Hacker News new | ask | show | jobs
by danso 3678 days ago
Given that there's often a lot of boilerplate for TOS, would it be fairly easy to come up with a few heuristics for a tool that when fed the text of a TOS, could deemphasize the boilerplate and perhaps flag known problematic (or, at least, esoteric) language? Not a sophisticated AI thing, mind you, just something that cuts a little more to the chase.

edit: I mean that the tool should be a dumb high-pass filter that would work in addition to what tosdr provides through user reviews and manual classification via its plugin: https://tosdr.org/classification.html

3 comments

I'm a lawyer, and not an expert in AI. I once gathered a ton of Terms of Service, cleaned them up as text files, and began training a classifier. By the time I was done, it was pretty good at telling me which section heading in the typical ToS table of contents any random text belonged to.

It was an interesting thought experiment, so I expanded it to my large body of private contracts that I've collected after many years of law practice. The results were less accurate (because ToS tend to follow a pretty rigid pattern, mostly), but still pretty good.
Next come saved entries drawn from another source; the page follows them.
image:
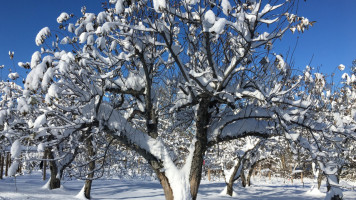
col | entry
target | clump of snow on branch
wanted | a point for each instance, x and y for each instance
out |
(42, 35)
(159, 5)
(63, 17)
(13, 76)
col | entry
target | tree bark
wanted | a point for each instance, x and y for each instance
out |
(7, 163)
(234, 176)
(168, 193)
(202, 121)
(243, 177)
(91, 167)
(320, 178)
(1, 165)
(44, 166)
(54, 181)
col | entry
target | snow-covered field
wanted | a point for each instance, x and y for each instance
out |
(31, 187)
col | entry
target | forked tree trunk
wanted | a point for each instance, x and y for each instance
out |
(236, 173)
(168, 193)
(320, 178)
(243, 177)
(91, 167)
(7, 165)
(54, 182)
(2, 166)
(201, 144)
(250, 171)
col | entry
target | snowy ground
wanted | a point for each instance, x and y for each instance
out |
(30, 187)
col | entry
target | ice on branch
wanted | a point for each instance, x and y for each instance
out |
(62, 17)
(119, 7)
(42, 35)
(13, 76)
(159, 5)
(40, 121)
(226, 6)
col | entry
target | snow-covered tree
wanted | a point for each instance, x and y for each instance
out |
(144, 71)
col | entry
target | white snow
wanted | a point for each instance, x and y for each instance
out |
(42, 35)
(119, 7)
(40, 121)
(13, 76)
(159, 5)
(16, 149)
(226, 6)
(341, 67)
(30, 187)
(209, 17)
(63, 17)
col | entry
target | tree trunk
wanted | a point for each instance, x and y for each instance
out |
(320, 178)
(243, 178)
(7, 163)
(54, 181)
(201, 144)
(229, 189)
(2, 166)
(44, 165)
(168, 193)
(91, 167)
(333, 192)
(250, 171)
(209, 175)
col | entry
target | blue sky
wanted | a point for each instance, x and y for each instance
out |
(332, 40)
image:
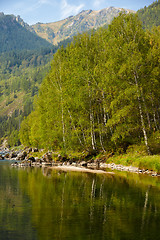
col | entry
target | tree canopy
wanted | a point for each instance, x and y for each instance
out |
(101, 92)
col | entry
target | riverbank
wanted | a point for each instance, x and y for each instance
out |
(135, 160)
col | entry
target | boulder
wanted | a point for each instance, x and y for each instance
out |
(21, 155)
(13, 155)
(32, 159)
(47, 157)
(35, 150)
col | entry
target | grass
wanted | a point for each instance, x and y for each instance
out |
(137, 156)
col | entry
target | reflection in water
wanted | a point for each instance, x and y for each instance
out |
(50, 204)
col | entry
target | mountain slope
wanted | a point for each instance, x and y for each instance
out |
(150, 16)
(16, 36)
(84, 21)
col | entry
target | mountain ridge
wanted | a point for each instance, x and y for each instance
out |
(55, 32)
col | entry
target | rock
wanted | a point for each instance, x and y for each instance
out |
(29, 150)
(13, 155)
(22, 155)
(6, 155)
(32, 159)
(1, 157)
(83, 164)
(35, 150)
(47, 157)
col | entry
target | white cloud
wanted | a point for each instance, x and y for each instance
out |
(98, 3)
(68, 9)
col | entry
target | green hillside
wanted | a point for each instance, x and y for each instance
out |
(100, 95)
(13, 36)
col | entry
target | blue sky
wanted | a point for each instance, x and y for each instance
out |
(45, 11)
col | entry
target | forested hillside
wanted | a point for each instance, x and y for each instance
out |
(150, 16)
(21, 73)
(102, 92)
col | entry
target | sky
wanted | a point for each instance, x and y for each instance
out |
(45, 11)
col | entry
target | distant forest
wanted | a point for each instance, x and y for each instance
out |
(102, 92)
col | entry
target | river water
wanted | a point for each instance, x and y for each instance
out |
(45, 204)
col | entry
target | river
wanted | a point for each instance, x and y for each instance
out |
(45, 204)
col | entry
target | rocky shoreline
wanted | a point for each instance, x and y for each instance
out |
(24, 158)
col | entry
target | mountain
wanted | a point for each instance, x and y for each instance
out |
(15, 35)
(150, 16)
(69, 27)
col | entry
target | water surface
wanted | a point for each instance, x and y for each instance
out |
(45, 204)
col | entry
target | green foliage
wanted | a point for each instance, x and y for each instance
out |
(101, 92)
(150, 16)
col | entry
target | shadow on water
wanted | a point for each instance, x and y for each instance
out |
(49, 204)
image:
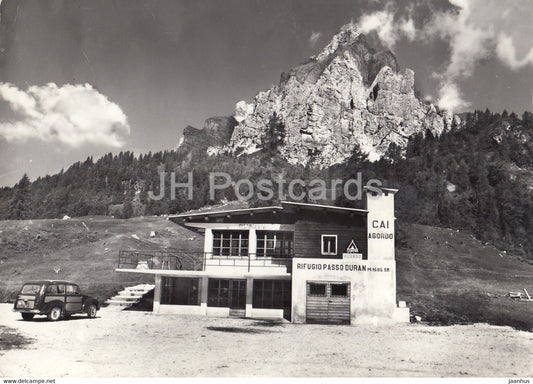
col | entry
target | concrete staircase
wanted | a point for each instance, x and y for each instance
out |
(129, 296)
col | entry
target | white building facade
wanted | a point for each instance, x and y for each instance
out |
(306, 263)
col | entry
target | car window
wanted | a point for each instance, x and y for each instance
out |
(30, 288)
(73, 290)
(52, 289)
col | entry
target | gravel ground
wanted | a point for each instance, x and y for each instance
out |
(140, 344)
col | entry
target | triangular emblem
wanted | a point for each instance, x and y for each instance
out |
(352, 248)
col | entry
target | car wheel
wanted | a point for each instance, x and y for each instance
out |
(54, 314)
(91, 311)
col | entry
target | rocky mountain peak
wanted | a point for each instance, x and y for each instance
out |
(348, 96)
(347, 36)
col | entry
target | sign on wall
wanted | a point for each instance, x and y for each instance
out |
(352, 252)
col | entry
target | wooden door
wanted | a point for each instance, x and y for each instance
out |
(328, 302)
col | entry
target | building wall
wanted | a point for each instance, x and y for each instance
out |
(372, 285)
(310, 227)
(380, 226)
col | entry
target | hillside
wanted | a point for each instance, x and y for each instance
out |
(446, 276)
(84, 249)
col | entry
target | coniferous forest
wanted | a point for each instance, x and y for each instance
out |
(477, 177)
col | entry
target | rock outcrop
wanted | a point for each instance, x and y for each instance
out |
(346, 96)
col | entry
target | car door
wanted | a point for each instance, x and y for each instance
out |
(55, 292)
(74, 299)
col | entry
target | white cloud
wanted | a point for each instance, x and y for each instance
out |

The big question is: does anyone really care about it? For example, I never look at tosdr.org because what are you going to do? negotiate a ToS? It's not as if there's any meaningful freedom of choice in this space. My personal view (not legal advice!) is that most browse-wrap ToS aren't enforceable as contracts.

Not a lawyer but used to read EULAs etc carefully.

At some point I gave in and decided a better approach would be to just point out that no sane consumer can read all that.

In Germany at least (and thus maybe most of the EU?) no customer actually has to read any of it. Anything in a ToS/EULA that could be considered "surprising" is unenforceable and therefore void.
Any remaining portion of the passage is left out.